“As ocasiões fazem as revoluções”, Machado de Assis.
Não se faz revolução sozinho. Tampouco com
discrepâncias ideológicas. Contudo, numa posição peculiar está o analista
diante do caótico mundo líquido (solúvel). Há uma antiga piada sobre
psicanalistas e seu modo fecundo e ao mesmo tempo de rompimento diante de uma
possível associação:
“Para fundar uma nova escola de psicanálise basta um psicanalista. Dois são suficientes para tornar tal empreendimento um acontecimento internacional. Mas se você tiver três juntos é uma questão de tempo até isso se transformar em uma ruptura inconciliável, motivada pelos mais fundamentais antagonismos epistemológicos, éticos e metapsicológicos”.
No texto “Alma Revolucionária”, publicado no Blog da
Boitempo, o psicanalista Christian Dunker, entre outras coisas, revela que “ao
contrário de nossos colegas liberais, que querem diminuir o tamanho do mundo em
pequenos blocos de propriedades rentáveis, os revolucionários estão
interessados em expandir o tamanho da alma comum e sua expressão coletiva.

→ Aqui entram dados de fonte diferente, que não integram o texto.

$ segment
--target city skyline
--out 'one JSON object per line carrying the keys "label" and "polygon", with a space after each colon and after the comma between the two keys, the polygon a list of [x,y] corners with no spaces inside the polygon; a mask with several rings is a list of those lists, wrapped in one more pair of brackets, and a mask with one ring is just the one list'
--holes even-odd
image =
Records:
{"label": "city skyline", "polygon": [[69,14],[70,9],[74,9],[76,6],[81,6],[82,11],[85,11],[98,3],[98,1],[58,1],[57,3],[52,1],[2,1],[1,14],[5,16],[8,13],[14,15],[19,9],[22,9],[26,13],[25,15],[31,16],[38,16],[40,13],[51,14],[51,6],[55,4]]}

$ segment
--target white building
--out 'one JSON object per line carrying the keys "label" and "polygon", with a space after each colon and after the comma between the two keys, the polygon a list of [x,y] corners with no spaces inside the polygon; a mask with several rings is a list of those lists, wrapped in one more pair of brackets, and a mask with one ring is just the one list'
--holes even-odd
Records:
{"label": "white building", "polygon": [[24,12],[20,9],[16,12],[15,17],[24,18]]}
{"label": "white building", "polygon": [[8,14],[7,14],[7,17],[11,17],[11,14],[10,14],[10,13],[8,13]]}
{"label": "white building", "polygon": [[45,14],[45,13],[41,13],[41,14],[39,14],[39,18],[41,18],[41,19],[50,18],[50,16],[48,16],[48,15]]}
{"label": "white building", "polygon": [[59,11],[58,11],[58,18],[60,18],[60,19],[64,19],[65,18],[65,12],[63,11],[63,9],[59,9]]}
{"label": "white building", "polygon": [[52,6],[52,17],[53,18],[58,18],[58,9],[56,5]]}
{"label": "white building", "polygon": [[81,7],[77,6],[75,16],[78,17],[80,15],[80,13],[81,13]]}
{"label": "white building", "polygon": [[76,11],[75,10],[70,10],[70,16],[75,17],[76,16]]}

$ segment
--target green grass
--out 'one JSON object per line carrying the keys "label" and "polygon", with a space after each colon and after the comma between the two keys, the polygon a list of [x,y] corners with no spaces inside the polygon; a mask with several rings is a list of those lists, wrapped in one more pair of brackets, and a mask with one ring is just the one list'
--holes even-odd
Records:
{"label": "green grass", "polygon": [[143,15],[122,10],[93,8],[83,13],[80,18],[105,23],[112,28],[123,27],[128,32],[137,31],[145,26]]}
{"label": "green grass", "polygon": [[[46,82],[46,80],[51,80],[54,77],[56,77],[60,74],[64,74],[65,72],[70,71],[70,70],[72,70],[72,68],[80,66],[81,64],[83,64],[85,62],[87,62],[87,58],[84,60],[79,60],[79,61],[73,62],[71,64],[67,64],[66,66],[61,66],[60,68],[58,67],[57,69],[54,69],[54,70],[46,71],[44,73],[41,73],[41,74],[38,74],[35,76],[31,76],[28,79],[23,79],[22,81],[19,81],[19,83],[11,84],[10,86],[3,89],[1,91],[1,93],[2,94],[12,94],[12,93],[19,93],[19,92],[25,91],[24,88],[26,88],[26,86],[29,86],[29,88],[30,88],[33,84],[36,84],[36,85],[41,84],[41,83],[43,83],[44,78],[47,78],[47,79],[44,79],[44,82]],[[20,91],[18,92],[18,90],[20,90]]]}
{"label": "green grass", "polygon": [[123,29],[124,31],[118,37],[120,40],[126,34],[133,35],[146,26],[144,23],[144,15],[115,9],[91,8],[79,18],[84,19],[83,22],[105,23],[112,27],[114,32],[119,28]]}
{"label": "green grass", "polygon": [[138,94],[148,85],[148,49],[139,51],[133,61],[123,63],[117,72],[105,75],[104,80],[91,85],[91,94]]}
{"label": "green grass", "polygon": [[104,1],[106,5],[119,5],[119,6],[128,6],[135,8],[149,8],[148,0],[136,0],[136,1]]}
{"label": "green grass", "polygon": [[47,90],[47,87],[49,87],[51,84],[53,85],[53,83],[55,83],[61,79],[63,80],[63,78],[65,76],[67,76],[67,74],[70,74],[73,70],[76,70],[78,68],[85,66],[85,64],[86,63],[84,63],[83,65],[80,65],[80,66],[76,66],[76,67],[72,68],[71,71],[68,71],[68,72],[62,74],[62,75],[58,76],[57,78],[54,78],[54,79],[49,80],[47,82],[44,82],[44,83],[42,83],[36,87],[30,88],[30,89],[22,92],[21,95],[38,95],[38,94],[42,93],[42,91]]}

Vivemos em pleno mal-estar na pós-modernidade. O
combustível para isso é a velocidade das informações “ocas” que em milésimos de
segundos surgem nas redes, grupos e páginas da internet. Este cenário nos faz
refletir sobre o que e para quem damos a cara à tapa nos movimentos estudantis,
sindicais e associativos.
Brincar com uma democracia recente e complexa como a
nossa é perigoso. Por mais que as informações naveguem à velocidade da luz, as
pessoas não entendem a situação real em que o Brasil se encontra. É difícil um
prognóstico, mas a famosa frase de Karl Marx, "Primeiro como tragédia,
depois como farsa", nos faz refletir certos posicionamentos extremistas
como possíveis salvadores da pátria. A história nos relata isso. Depois da
crise de 1929, a ascensão dos fascismos. Estaremos preparados para o que virá
depois? Jamais. Geralmente, após um golpe, há traumas irreparáveis.
O livro "Facticidade e validade", Habermas
propõe um projeto socialista não mais como um esboço de uma forma de vida
concreta, mas sim como um conjunto de condições necessárias para formas de vida
emancipadas, sobre os quais os próprios participantes têm que se entender
preliminarmente. Isso se as polarizações permitirem o diálogo.
Sobre a polarização, Dunker diz no texto,
brilhantemente, que não se trata de céticos versus crentes, nem de muçulmanos
contra cristãos. Para o analista, a alma revolucionária pode assumir várias
formas, ora como crítica e também como ato por meio de instituições.
As relações de
dominação e servidão na atualidade emergem em um sintoma. Este sintoma subverte
a aparência ideológica de igualdade e liberdade. Repensar o papel das relações
sociais é fundamental. A luta de classes está aí camuflada nessas relações que
são como água e óleo, por mais que se tente misturar... Democraticamente.
Quando se discute a reformulação da esquerda devíamos ter em conta dois fenômenos: nosso cansaço com a representação e nosso complexo de inautenticidade. O complexo de inautenticidade ataca o coração da alma revolucionária. Ele pode ser diagnosticado por meio do que Slavoj Zizek chamou de “fantasia ideológica”.
Finalmente, o
psicanalista revela que o truque fundamental da fantasia é nos fazer acreditar
que nós a conhecemos, que nós a dominamos, que nós podemos usá-la em nosso
favor, quando, em geral, é ela que está nos usando.